Among friends, he is almost laughably, the “learned traveler,” because even though you can’t have a two minute conversation with him without him interrupting you ten times, he’s remarkably sharp and he pays attention. Uber-Tourist for sure, but in his defense a curious travler as well. We both like to pepper the locals – street vendors and cab drivers and the like – with questions about society. My father tucks the information away and recounts them verbally to anyone who will listen. I take mental notes and later, if I remember enough, blog about it.
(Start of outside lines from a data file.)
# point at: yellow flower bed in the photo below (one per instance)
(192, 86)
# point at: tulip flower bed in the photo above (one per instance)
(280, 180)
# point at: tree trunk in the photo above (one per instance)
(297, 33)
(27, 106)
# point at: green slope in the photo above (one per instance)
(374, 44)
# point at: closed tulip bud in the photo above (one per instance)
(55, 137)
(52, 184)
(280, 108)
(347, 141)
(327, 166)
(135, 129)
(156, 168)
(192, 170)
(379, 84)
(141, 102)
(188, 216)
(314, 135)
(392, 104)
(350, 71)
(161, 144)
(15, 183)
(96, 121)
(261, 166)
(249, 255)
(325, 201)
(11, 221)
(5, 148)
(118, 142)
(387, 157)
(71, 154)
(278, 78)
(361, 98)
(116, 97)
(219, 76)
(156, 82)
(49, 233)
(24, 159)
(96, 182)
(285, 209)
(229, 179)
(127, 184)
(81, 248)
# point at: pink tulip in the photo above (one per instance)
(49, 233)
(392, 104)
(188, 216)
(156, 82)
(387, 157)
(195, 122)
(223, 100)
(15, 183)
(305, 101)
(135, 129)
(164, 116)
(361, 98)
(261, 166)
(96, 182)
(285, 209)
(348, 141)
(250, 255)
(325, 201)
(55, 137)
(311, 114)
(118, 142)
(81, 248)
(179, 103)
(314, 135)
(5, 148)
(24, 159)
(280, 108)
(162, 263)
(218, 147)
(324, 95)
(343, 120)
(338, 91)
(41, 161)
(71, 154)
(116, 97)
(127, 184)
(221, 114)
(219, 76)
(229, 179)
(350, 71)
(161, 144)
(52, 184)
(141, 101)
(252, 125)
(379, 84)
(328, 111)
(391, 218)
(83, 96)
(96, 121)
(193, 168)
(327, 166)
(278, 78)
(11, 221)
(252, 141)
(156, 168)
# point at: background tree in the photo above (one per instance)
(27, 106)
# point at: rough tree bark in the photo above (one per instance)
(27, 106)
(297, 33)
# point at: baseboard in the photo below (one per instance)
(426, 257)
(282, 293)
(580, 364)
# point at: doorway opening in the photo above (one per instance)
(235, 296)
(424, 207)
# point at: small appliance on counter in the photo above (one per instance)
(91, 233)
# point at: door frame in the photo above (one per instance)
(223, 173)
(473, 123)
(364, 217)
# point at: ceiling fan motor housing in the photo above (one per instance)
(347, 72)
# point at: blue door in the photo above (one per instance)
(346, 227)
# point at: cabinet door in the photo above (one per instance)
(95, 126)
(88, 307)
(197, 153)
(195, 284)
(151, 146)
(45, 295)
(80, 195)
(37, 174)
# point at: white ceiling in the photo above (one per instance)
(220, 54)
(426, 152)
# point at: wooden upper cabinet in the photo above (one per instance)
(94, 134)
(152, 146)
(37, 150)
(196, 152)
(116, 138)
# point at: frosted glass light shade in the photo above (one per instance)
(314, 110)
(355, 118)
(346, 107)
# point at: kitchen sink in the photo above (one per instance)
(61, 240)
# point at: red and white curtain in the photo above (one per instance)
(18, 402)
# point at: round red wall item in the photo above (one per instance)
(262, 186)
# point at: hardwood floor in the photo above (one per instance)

He came back from the garage clutching a half dozen maps to his chest which he excitedly spread out across the table:
“Here’s where you want to go,” he said, pulling up a chair and motioning me to sit down, “I know you don’t have any interest in the casinos, but you can take the free shuttle buses into the Old Town…”
Thus began an hour long verbal tour of Macau via outdated map, interspersed with jaunts down my father’s lanes of memory in which he and his buddies were younger men who worked and played hard, drank like fish and ate like kings without worrying about cholesterol and heart attacks. Each trip to Macau, he laughed, meant they would lose money and gain weight, not the world’s worst trade off, he said, jabbing me with his elbow, unless you’re a young, single woman.
Times were different now: his friends all sported various diet-related illnesses and begged out of such trips or stopped planning them altogether. They ate light dinners, hardly drank, and went home early, as soon as dinner finished. They developed other interests and took different types of trips – in my father’s case, amateur photography and Hainan island with my mother, who can count the number of drinks she’s had in this lifetime on one hand.
The map my father now so fondly gazed upon was of Macau, but also a place of rowdy, raucous memories, and now his daughter was planning to go.
At the end of the hour, I concluded that my father and I were not so different, though he was perhaps more enthusiastic about egg tarts than I could ever be. He rather enjoyed, I was surprised to learn, walking around Macau’s old town and listed more restaurants than I could finish eating in a week.
“It’s not like Vegas,” he said, “The shows are not worth watching and the atmosphere is still kind of seedy,”
He looked quietly down at the map with a soft smile, “But it’s quite different from anything you’ve ever seen and a good place to go with friends. I think you will enjoy it.”
What follows are photos from the day trip I took to Macau with E and C. We did not gamble and set foot in a fantastically shaped casino only to use the restroom, among the gaudiest I had ever seen, with crystals hanging from bright chandeliers that cast a disco-club like glow over each toilet.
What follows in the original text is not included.